Chantal Dupuy-Dunier, auteure d'une trentaine de recueils,   dont Initiales (éditions Voix d'encre)  qui lui avait valu le prix Artaud en 2000,  publie un nouveau recueil, l'impressionnant Cathédrales, aux éditions Petra. Elle y retrace, depuis le néolithique, le mouvement qui pousse l'humanité à ériger des pierres vers le ciel. Cet ouvrage de plus de 300 pages - dont elle nous offre 5 extraits accompagnés de leur lecture par elle-même - est une sorte de chant qui, en trois mouvements  ("Sanctuaire mégalithique", "Crypte primitive", "Cathédrale ogivale")  retrouve, suit  - mime aussi par la disposition des mots sur la page - les rituels sacrés qui lient depuis toujours la pierre à la prière - révèlant ainsi  la profonde et troublante énergie poétique de ces gestes qui font de l'écrivain le compagnon des bâtisseurs. 
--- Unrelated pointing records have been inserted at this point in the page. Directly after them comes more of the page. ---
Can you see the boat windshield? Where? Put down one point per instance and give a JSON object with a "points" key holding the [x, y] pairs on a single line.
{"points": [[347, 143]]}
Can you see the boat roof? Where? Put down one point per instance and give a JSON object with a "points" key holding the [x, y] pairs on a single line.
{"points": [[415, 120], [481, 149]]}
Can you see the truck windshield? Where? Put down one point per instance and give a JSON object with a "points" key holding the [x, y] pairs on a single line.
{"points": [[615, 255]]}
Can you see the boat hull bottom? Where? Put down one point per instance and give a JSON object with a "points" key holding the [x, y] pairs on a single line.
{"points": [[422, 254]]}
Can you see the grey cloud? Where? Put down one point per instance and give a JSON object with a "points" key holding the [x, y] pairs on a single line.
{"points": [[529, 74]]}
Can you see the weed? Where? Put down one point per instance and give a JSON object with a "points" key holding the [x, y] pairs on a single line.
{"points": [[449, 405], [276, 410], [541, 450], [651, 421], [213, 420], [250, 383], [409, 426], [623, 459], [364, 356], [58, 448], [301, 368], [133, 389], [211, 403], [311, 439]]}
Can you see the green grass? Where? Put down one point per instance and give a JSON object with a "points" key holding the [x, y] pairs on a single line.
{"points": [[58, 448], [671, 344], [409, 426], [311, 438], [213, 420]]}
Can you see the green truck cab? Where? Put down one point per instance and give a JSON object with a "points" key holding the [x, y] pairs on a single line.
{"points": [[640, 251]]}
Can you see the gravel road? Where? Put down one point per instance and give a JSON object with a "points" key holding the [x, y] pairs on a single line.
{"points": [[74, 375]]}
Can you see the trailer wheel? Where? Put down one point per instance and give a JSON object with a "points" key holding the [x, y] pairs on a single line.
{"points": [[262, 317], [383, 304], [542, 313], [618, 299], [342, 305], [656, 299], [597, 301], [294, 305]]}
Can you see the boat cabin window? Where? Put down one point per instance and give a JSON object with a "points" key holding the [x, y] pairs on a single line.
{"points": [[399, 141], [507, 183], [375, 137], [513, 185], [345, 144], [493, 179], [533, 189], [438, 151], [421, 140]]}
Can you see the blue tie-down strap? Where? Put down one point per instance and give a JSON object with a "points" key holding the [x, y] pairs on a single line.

Chère Chantal, je pense que mes premières questions porteront sur la genèse de cet ouvrage :
- comment t'es venu le désir / l'idée de ce thème? Comment s'insère-t-il dans ton oeuvre (souvent plus autobiographique, ou intimiste) et dans ton parcours de vie personnel ?
- c'est une épopée qui cite des auteurs, et même quand tu ne cites pas, on devine l'énorme quantité de lectures / de visites qui nourrissent ce livre : peux-tu parler de ton travail préparatoire de documentation, de la façon dont tu as constitué/exploré/exploité ces sources ?
Ensuite, je pense qu'il serait intéressant de savoir comment tu t'y es prise pour construire ta cathédrale : tes choix de construction et de mise en page (car c'est très construit - le choix des "pierres", les calligrammes...) - c'est de mon point de vue, assez vertigineux. Une oeuvre somme ! 
Cette cathédrale, je la portais sans doute en moi depuis longtemps.
Une vieille fascination pour le travail des hommes qui ont bâti ces monuments, devant la foi qui les portait, ce d’autant plus que je suis incroyante. J’envie ceux qui ont, entre la mort et eux, le rempart d’une croyance rassurante.
Je suis devenue athée vers 22 ans, mais j’ai un passé de religiosité important. Vers l’âge de 10 ans, je voulais devenir carmélite, cela n’a duré que quelques mois. J’avais et j’ai conservé une attirance pour Sainte Thérèse de Lisieux. J’admire qu’on puisse consacrer toute sa vie à un idéal, même si ce n’est pas le mien, et que cet idéal soit tourné vers les autres. En faculté, j’ai suivi quelques cours de théologie.
Ce projet d’écriture s’est imposé à moi en voyant un « œuf de lumière » au sol de la cathédrale de Chartres, reflet d’un vitrail sur lequel l’ombre de nuages se mouvait (photo ci-jointe. J’ai même une petite vidéo). Oui, cela a débuté par cette « illumination », donc par la manifestation du soleil, ce dieu primitif dont on retrouve la présence dans des objets religieux comme les ostensoirs et surtout dans les rosaces. C’est ce qui m’a fait signe.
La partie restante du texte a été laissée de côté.